The Toad's pond: Tare Ankaboot. The secret facility where Ahmadinejad and the mullahs were set to ride out a nuclear exchange. “The Toad and his friends are on the move. Chickenshit bastards,” I said. “How much time do we have?”

“Safe to say that the margin of error between success and catastrophe is thinner than thin,” he said. “Yoda has ordered Big George.”

So the president had set the wheels in motion on Tom's attack plan. And it went without saying that if we missed the window to hit the launch sites, any number of the Sejil-2 nukes would get away. I ran their target cities through my head: Tel Aviv. Rome. Vienna. Istanbul. Athens. Nuremberg.

“ETA on the party?” In other words, when would our bombers be in the air?

“Six hours.”

“What's my data exchange?”

“We've got a link that will route you through the listeners and right to the eagles and owls,” he said. “Hey, do me favor, will you? Try not to cut it too close.” He hung up.

Six hours. So I had provided enough intel to set a preemptive operation in motion, but not the most important piece of the puzzle, the one that could save how many millions of lives?
Well done, Jake.
I shook my head in disgust.
Get your ass moving.

I jogged back to the van, threw open the door, and jumped in. “How we doing?” I said to Giv.

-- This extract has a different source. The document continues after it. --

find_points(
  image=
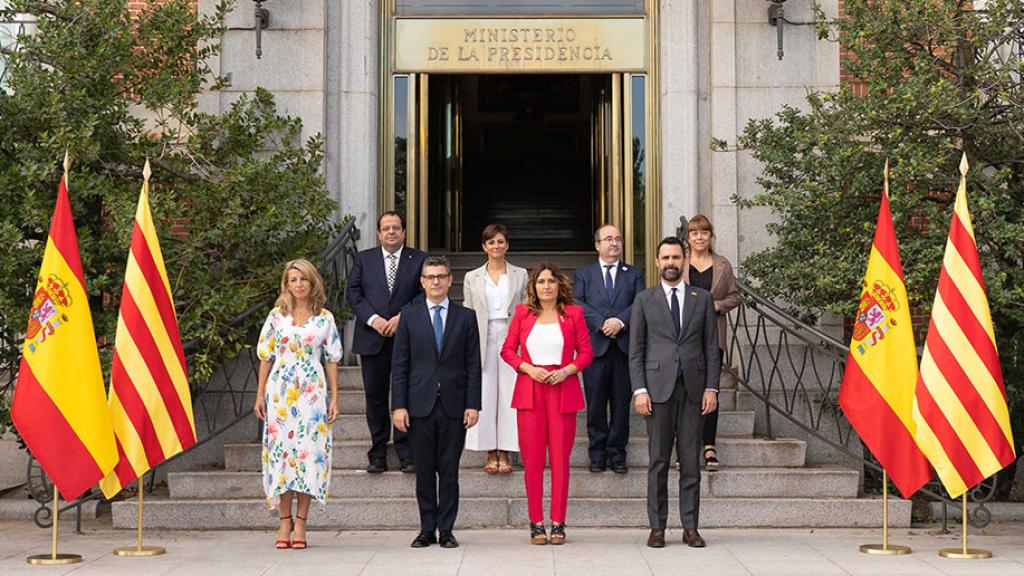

“We've got our coordinates. A warehouse on the edge of the Pameran district. We're fifteen minutes away.” He showed me a map as Zand urged the van forward. “We have to come at it from the south. Across the railroad tracks from the public market and over this bridge.”

He jabbed a finger at the map. A two-lane bridge ran parallel to a footbridge spanning a river that apparently wasn't large enough to warrant a name, at least not on Giv's map. I didn't like the bottleneck created by the bridges, but the next crossing was a half mile east.

“How well do you know this guy we're meeting?” I asked.